Robson is also in the unique position to have played under both Ron Atkinson and Alex Ferguson. So how are both men different?
“They are more alike, than different” says Robson. “When you go into training everyday you can see just how passionate these guys are about football; it's something they love doing and they love talking about. But as regards management styles, Ron was more of a 'just go out there and enjoy yourself' kind of person, always encouraging you to express yourself on the pitch. Sir Alex was much more disciplined and organized and he knew exactly what he wanted you to do in the team.”
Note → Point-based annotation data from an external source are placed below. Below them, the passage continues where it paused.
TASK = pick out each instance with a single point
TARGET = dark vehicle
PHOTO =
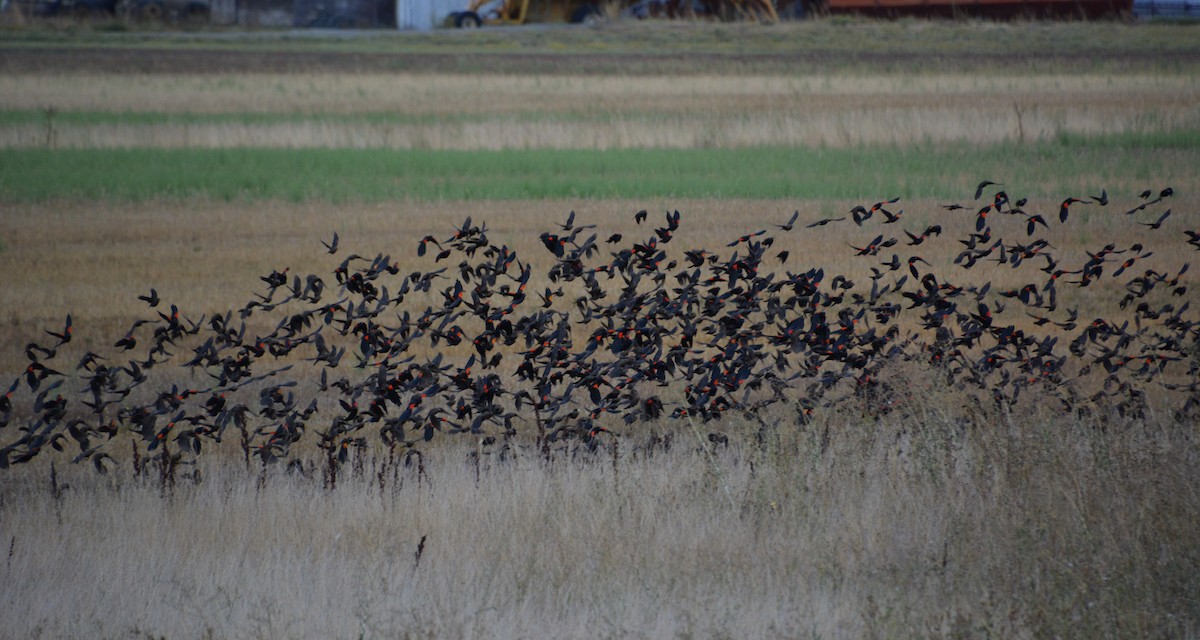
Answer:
(81, 9)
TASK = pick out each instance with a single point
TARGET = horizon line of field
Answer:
(1069, 163)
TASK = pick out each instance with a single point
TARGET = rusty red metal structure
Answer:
(981, 9)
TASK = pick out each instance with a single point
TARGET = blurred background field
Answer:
(196, 162)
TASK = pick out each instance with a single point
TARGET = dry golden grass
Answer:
(1006, 525)
(597, 112)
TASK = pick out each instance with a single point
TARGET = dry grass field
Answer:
(589, 112)
(945, 518)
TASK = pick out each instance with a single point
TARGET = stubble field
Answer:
(946, 518)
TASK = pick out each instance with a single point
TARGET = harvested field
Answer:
(797, 434)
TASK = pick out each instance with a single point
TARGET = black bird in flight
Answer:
(331, 246)
(825, 221)
(153, 299)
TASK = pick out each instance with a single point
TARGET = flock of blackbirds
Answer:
(624, 334)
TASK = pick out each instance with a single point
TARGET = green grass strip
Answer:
(371, 175)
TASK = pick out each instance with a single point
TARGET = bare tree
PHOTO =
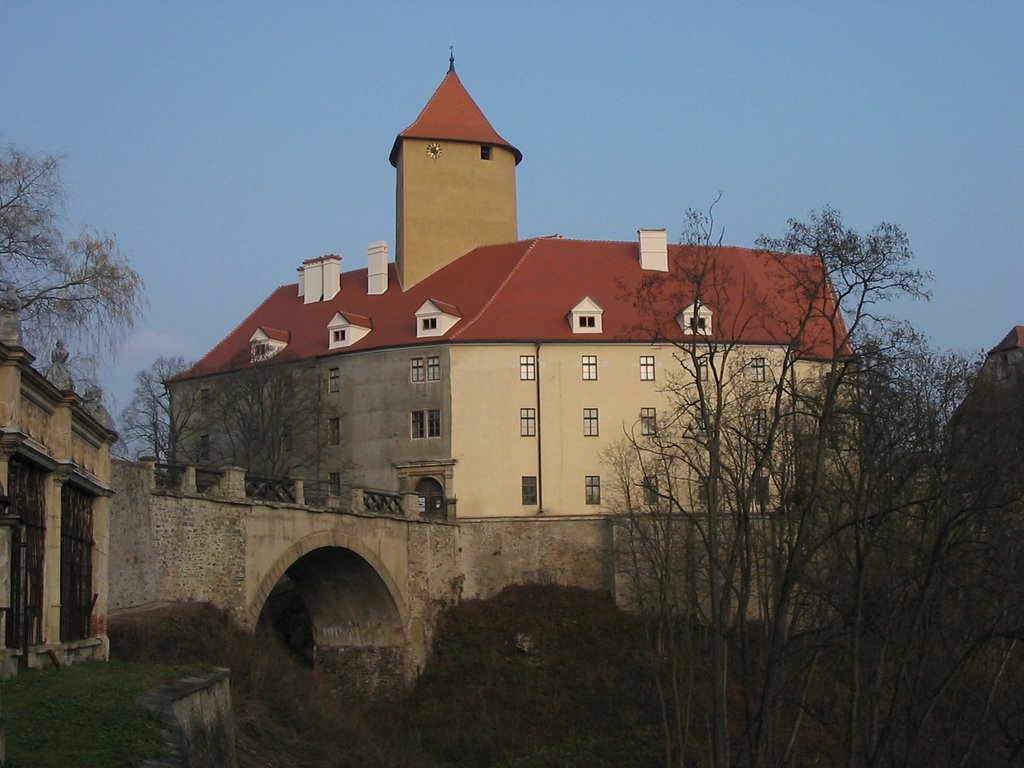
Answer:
(265, 417)
(742, 459)
(80, 289)
(148, 425)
No conversation with an ex-pro is ever complete without asking him who his most difficult opponent was. In Robson’s case the answer was instantaneous.
“Jimmy Case in his Liverpool days. Tough as nails. I had plenty of great games against Liverpool but hardly ever came up on top, so I am thankful now that Sir Alex has finally managed to knock off the 19th,” says Robbo with a devilish grin.
A lot of credit for United’s rise, he adds, is also due to the quality of players they have in the team, and he singled out Ryan Giggs for particular praise. “I saw him as a 6 year old coming into the club and I have watched his career blossom and with him still playing the way he always has, is absolutely amazing.”
Robson is getting restless, particularly due to a flight he has to catch in a while. And Dhaka traffic can be damaging. But I can’t let him go without asking him one final question. This relates to cricket – you can’t come into Bangladesh and not talk about cricket.
“I heard as much,” agrees Robbo, so I have an interesting tidbit to share with you…..I once associated in a hundred run partnership with Clive Lloyd.”
“Lloyd? The West Indies captain and serial bludgeoner?”
“The very same.”
I am shocked, my meticulously researched notes show no such record.
“It was a charity game at Old Trafford cricket ground. Lloyd was involved with the Lancashire cricket club at that time and him and Farokh Engineer were playing.”
So was Robson more of a fast bowler or a batsman?
“Bowler, definitely a bowler,” he says quickly. “Which is why I got fourteen out of that hundred and let Lloyd get the other eighty-six.”